Hintergrund und Stand (inter)nationaler Forschung: Menschen, die aufgrund von angeborenen oder erworbenen Erkrankungen bzw. Behinderungen über keine Lautsprache verfügen, sind oft auf Maßnahmen der Unterstützten Kommunikation (UK) angewiesen. Die UK-Versorgung ist im deutschen Gesundheitssystem nicht eindeutig geregelt, wodurch Versorgungsdefizite resultieren. Hier setzt ein vom Innovationsfonds gefördertes Projekt an und evaluiert eine neue Versorgungsform (nVF), die einen bestehenden Selektivvertrag (SV) (unabhängige UK-Diagnostik und Hilfsmittelberatung) um Case Management, UK-Patiententraining sowie UK-Therapie erweitert.

Fragestellung: Haben Patient*innen in der nVF bessere Outcomes (pragmatische Kommunikationsfähigkeit, Lebensqualität, Teilhabe) als Patient*innen in der Vergleichsgruppe?

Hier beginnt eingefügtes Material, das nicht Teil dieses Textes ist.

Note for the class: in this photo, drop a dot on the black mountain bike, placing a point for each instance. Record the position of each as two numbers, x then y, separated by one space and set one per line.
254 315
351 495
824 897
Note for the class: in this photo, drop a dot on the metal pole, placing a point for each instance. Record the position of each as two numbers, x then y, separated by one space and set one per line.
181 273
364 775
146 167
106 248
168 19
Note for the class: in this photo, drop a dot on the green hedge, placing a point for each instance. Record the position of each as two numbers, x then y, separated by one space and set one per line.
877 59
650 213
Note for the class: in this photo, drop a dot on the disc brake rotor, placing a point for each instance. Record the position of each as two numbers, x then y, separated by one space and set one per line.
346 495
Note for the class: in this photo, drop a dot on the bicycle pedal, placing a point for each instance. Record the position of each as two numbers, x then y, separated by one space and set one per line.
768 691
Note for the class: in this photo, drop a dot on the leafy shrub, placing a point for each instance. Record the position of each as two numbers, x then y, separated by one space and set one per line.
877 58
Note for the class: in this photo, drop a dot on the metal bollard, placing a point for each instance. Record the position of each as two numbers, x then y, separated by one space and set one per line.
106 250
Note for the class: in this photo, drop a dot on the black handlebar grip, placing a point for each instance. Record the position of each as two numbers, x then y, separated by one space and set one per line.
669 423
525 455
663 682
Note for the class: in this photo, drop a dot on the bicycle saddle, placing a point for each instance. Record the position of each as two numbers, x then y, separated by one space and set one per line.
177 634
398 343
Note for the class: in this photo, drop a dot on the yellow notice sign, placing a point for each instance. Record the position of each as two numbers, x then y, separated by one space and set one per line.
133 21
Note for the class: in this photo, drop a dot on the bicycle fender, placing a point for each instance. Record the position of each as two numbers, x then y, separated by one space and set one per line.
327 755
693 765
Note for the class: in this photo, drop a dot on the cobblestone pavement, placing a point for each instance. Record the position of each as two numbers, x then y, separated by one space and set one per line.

Wie bewerten Patient*innen und deren Bezugspersonen die nVF?

Methode: Im Rahmen einer quasi-experimentellen längsschnittlichen Studie mit 3 Befragungszeitpunkten wurden im Interventionszeitraum von Juni 2018–April 2021 Bezugspersonen von UK-Nutzer*innen in der nVF und SV Gruppe befragt. Um für mögliche strukturelle Unterschiede zwischen nVF und SV-Gruppe zu kontrollieren, berücksichtigen die Auswertungsmethoden im Rahmen von linear mixed model explizit die Kontrolle von Kovariaten in den zu vergleichenden Gruppen (propensity score matching). Im Rahmen einer formativen Evaluation wurden 7 Fokusgruppeninterviews sowie 8 Einzelinterviews mit UK-Nutzer*innen geführt und mittels strukturierender qualitativer Inhaltsanalyse nach Kuckartz ausgewertet. Zum Kongress liegen endgültige Auswertungen vor.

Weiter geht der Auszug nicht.